Meeting of the Parliament 04 February 2026
Just a minute. I have not got to the punchline yet. [Laughter.] There is a punchline.
Then, there is a ministerial reshuffle, and the next innocent soul comes in and tries all over again to excite us about the proposals. They say, “Tell us what you want to do.” We then go through the whole thing over and over. I think that I went through three rounds like that.
I am serious when I say this: when ministers say that they are up for reform, frankly, I do not believe them. I do not think that they really want to do it, and I do not think that they will ever do it. I would rather that they were just honest about that and adopted the Conservative position. The Conservatives, to be fair, have been honest about this from the beginning: they want to hold on to the post-Thatcherite tax regime. They are quite keen on it and on the fact that it is 35 years old. They like that. They like the fact that the valuations are stuck way in the past. They like all that, because they are conservatives.
The SNP should just be honest that it favours that as well, because it is too scared to change anything. I get that change is hard. Change is really difficult, but the SNP has not changed things one jot. It has tinkered at the top end and made itself feel virtuous by changing the tax for the upper bands. However, in reality, that has not changed anything for local government, which has not been given a proper settlement that respects its needs so that it can pay for the public services that we demand of it.
I just hope that ministers will take that away and either stop pretending that they are trying to change things or give us something serious.
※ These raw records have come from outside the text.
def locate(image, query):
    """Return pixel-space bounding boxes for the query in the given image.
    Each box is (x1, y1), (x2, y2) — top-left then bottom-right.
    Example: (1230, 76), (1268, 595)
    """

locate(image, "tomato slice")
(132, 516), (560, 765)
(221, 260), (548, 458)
We have had commissions, talks, reviews, expert groups and the wonderful citizens assembly that died a death almost before it started. Let us do something serious if we are serious about reform.
Craig Hoy and the cabinet secretary were talking past each other about whether the 2026-27 settlement represents an increase or a reduction in funding for local government. They were both right, to some extent, because the cabinet secretary was looking to the past and Craig Hoy was looking to the future. However, the central bit of it is that the cabinet secretary said that Craig Hoy was referring to the spending review figures and not the budget figures. Does that mean that the spending review figures are not accurate and that the figures will go up? Will the cabinet secretary tell us that and whether it is guaranteed?